O caminho passa como um borrão, não sei exatamente quanto tempo demora pra chegar na clínica, minha mãe falou várias vezes sobre eu ir na psicóloga, mas não acompanhava quando ela começava a falar, eu sempre dormia na metade. 

Pensei que só quem viesse eram meus pais, não gosto de ficar perto do meu pai, é horrível dizer isso, mas… Não consigo, eu fico muito nervosa, mas Hero veio, eu não esperava que ele fosse vir, mas ele veio. Estou me sentindo segura com ele do meu lado, faz semanas desde o que aconteceu… sei disso porquê Hero todos dias passa na minha casa e me conta como foi o dia ou como está o clima, como foi na escola, pequenas coisas que me fazem não pensar demais ou reviver aqueles momentos terríveis. 

Chegamos na clínica e mamãe fala meu nome para a pessoa da recepção, ela me faz sentar em uma das cadeiras, Hero fica em pé do meu lado de forma protetora, ele respeita meu espaço e entende que eu ainda não consigo ficar próxima de ninguém. Mamãe volta para o meu lado. 

-Pronto querida já vão te chamar certo? - Olho para a porta à minha frente e espero ser chamada. Hero acaba se sentando, ele fica desconfortável do meu lado, acho que pelo fato de querer falar alguma coisa mas não saber bem o que, eu também não faço ideia de como fazer isso. Sinto meu coração acelerado dentro do peito. Uma mulher parecida com minha mãe só que ruiva sai pela porta. Ela está com um bloco na mão e chama meu nome. 

-Sophia? - Minha mãe me chama me incentivando a levantar, mas não tenho forças nem pra isso.
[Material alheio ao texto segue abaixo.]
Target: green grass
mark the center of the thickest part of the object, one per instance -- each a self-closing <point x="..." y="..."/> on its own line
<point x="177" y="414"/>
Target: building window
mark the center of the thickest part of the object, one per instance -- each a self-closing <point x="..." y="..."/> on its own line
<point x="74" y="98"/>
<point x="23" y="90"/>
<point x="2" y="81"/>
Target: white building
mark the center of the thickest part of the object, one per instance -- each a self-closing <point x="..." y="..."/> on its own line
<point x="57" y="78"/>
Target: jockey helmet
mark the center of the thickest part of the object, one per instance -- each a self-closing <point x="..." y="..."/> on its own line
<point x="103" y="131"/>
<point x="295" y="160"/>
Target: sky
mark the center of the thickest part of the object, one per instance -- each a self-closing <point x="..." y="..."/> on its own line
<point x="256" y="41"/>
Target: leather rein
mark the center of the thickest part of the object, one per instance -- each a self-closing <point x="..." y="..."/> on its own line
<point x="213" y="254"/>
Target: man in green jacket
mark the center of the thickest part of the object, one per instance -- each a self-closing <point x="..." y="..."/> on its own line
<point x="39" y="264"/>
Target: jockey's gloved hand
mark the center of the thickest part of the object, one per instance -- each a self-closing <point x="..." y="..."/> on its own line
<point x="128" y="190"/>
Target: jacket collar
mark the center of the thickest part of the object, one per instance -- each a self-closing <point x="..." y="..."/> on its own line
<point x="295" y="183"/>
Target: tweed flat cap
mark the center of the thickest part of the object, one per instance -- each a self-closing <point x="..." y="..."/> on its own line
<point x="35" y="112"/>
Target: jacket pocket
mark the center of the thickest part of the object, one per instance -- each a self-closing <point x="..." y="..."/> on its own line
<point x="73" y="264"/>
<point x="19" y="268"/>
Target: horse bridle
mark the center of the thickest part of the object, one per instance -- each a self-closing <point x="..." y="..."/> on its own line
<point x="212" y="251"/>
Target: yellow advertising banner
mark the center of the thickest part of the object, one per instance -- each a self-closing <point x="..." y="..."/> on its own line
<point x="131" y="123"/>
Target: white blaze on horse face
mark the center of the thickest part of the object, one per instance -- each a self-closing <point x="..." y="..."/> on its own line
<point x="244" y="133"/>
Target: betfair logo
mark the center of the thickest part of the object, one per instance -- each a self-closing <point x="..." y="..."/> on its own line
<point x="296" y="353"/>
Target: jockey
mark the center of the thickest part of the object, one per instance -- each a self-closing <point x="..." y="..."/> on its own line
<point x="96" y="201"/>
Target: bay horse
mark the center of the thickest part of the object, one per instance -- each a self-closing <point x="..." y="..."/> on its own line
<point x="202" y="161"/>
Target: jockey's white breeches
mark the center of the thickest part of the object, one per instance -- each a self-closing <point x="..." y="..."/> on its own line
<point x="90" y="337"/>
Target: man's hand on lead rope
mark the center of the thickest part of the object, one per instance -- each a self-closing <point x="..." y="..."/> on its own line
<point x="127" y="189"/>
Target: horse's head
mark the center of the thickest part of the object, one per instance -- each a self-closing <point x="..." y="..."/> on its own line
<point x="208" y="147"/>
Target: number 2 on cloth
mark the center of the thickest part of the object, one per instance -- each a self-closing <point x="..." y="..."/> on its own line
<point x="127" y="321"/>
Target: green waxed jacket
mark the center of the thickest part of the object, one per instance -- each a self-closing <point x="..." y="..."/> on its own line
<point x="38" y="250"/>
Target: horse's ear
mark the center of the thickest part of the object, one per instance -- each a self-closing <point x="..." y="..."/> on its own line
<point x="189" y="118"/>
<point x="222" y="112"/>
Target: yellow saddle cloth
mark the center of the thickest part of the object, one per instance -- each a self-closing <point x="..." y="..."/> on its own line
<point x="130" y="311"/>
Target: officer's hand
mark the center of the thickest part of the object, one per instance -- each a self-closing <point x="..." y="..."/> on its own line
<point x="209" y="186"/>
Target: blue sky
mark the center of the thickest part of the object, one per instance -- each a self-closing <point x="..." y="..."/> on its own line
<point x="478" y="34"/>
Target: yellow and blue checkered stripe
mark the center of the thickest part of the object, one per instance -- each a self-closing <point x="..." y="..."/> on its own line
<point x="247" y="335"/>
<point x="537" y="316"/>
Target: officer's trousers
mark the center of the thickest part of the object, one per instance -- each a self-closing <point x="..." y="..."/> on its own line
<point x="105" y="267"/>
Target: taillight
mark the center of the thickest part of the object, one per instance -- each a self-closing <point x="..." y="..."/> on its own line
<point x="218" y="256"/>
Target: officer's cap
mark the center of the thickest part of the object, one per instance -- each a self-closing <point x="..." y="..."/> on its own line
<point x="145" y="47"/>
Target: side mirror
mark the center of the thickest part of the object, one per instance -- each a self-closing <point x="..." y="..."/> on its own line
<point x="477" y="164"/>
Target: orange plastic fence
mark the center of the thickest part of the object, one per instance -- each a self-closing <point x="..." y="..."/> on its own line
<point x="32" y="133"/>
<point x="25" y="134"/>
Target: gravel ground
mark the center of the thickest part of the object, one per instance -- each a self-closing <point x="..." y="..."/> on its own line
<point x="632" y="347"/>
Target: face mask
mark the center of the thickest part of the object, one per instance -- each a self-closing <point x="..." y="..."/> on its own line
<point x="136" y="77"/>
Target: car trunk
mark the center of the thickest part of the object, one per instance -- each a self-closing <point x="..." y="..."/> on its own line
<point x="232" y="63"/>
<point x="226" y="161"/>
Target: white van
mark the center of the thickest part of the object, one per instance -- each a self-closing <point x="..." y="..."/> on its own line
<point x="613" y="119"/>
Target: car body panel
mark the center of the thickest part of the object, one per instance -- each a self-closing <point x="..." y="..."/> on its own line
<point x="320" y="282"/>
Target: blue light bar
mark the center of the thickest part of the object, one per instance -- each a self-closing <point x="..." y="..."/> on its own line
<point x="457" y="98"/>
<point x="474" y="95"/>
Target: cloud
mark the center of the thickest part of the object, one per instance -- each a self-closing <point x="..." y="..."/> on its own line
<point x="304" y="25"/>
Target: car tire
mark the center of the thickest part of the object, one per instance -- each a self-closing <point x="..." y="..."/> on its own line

Se pudesse ficava aqui sentada. -Querida, tudo bem… 

-Sophie… err… se você se sentir confortável você pode ir, mas como a gente já conversou vai ser realmente muito bom para você falar com alguém sobre… tudo isso… -Olho para Hero, uma lágrima escapa dos meus olhos, não a seco, mas sei apenas olhando para ele que é um esforço gigantesco não me tocar. Ele faz esse esforço por mim, todos estão se esforçando por mim. Por algo que não tenho controle ou vontade. Eu me levanto, com muito esforço, a doutora espera pacientemente, Hero se levanta comigo e me acompanha até a porta, quando entro olho para trás e o vejo dar um leve sorriso. 

A Doutora falou mais do eu na primeira consulta, mas disse que é normal, já que estamos nos conhecendo. 

E que eu estou assim. 

Sem força para falar. 

-Quero que você saiba Sophia que, estou aqui para te ajudar e só vou poder te ajudar se souber do que aconteceu, do que te deixou nesse estado depressivo, você não precisa contar tudo, pode ir contado o que conseguir… 

-Eu não sinto nada… -são primeiras palavras que falo em semanas, minha voz sai estranha, muito rouca e dói, a doutora me oferece um copo com água, recuso. 

-Entendo que não esteja confiante o suficiente para aceitar coisas de pessoas que mal conhece, entendo Sophia… mas vamos partir desse ponto que você falou de não sentir nada - Pisco devagar 

-Eu quero dormir…-Deixo as lágrimas caírem - Eu não quero mais ter pesadelo com aquilo… eu só quero dormir - Sinto minha respiração falhar e procuro ar, parece que meu pulmão queima, sinto as lágrimas, o desespero, tudo. 

-Sophia, Respira, você vai conseguir respirar… -Eu não a escuto, eu não consigo. Ela corre para a porta, enquanto imagens daquela noite invadem minha cabeça, grito, grito o mais alto que consigo, até sentir uma pessoa do meu lado 

-Sophie, sou eu, Hero… vai ficar tudo bem princesa, você vai ficar bem… ninguém vai te machucar aqui, respira Sophie, tá tudo bem, vai passar, Respira junto comigo -O olho em meio às lágrimas e começo a respirar pausadamente igual a Hero. 

Alguns minutos se passam e retomamos a sessão. Eu só quero que acabe. 

-Vou te encaminhar para um psiquiatra querida  para você ser acompanhada por mim e por ele, você vai entrar no tratamento com remédio que vai te ajudar a dormir melhor. Quero te ver ainda essa semana e nossos encontros vão ser duas vezes na semana, já conversei com sua mãe sobre isso - Me levanto e saio, já que acabou eu quero ir pra casa. 

-Como você tá? - Hero pergunta, eu queria conseguir abraca-lo, eu queria não me sentir uma merda, toda vida que estou perto dele e quero abraçar ele. Mas que droga. -Vamos pra sua casa, você vai poder dormir quando chegar. 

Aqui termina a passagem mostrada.